Vitamins are the substances that are indispensable for human health and development. They are responsible for functioning of the immunity and preventing serious diseases. In fact, there are 13 vitamins such as thiamine, niacin, pantothenic acid, biotin, folate, B-12, B-6, riboflavin, A, C, D, E and K. Each vitamin has its own role. The deficiency of one of them may lead to some illness (Institute of Medicine, Food and Nutrition Board., 2000). For instance, if somebody does not get enough vitamin D, he or she can suffer from rickets. A lot of vitamins prevent health problems. For example, vitamin A helps to avoid night blindness.
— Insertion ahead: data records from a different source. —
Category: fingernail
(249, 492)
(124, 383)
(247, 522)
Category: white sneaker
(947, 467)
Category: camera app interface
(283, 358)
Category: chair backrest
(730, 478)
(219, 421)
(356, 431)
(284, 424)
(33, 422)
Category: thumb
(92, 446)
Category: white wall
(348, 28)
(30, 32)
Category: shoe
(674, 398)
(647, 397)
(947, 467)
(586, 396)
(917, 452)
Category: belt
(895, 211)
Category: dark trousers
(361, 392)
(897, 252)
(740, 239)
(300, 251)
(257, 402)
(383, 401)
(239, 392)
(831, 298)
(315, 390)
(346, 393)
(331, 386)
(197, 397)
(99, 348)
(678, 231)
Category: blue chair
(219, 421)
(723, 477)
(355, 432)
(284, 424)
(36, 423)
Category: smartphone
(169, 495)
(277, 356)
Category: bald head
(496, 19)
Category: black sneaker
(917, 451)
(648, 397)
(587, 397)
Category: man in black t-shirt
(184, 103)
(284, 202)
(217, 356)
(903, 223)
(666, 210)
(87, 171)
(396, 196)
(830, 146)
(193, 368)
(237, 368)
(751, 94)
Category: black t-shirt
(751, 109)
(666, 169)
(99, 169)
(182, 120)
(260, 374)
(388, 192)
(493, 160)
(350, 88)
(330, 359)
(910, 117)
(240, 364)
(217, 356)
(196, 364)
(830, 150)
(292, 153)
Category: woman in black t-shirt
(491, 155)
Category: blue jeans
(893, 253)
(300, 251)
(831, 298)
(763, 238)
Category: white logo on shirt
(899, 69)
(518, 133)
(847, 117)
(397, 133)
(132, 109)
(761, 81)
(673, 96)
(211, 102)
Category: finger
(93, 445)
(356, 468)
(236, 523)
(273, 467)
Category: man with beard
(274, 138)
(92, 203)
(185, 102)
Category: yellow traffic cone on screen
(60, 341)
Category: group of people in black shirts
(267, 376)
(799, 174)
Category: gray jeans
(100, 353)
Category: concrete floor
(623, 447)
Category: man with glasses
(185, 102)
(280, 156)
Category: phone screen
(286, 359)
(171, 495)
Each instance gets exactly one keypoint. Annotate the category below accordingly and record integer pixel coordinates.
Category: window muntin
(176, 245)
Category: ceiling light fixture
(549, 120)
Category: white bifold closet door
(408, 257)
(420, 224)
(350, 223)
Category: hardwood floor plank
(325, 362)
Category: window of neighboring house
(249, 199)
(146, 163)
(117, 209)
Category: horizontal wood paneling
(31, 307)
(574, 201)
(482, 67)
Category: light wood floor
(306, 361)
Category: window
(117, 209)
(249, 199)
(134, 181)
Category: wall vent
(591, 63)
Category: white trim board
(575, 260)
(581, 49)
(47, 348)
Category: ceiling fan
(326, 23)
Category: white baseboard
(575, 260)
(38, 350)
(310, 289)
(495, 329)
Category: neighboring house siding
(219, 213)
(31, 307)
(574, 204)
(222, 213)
Vitamins are often classified according to theirs solubility being fat-soluble and water-soluble. The fat-soluble vitamins are absorbed with the ingested dietary fats by small intestines (Escott-Stump S., 2008). One cannot absorb them if he or she does not ingest them with some fat. Fat-soluble vitamins are divided into:
- Vitamin A. It is necessary for the process of vision, especially for light and dark adjustment. In addition, it is essential for tissue growth, in particular for skin and mucous membranes. The possible results of vitamin A deficiency are night blindness, xerophthalmia, inclination for epithelial infections and changes in skin. Furthermore, the excess of vitamin A intake can be very toxic. It can lead to vomiting, abdominal pain, nausea, mental illness, muscle pain, hair loss and blurry vision. The sources of vitamin A are: liver, butter, milk, egg yolk, vegetables and fruits.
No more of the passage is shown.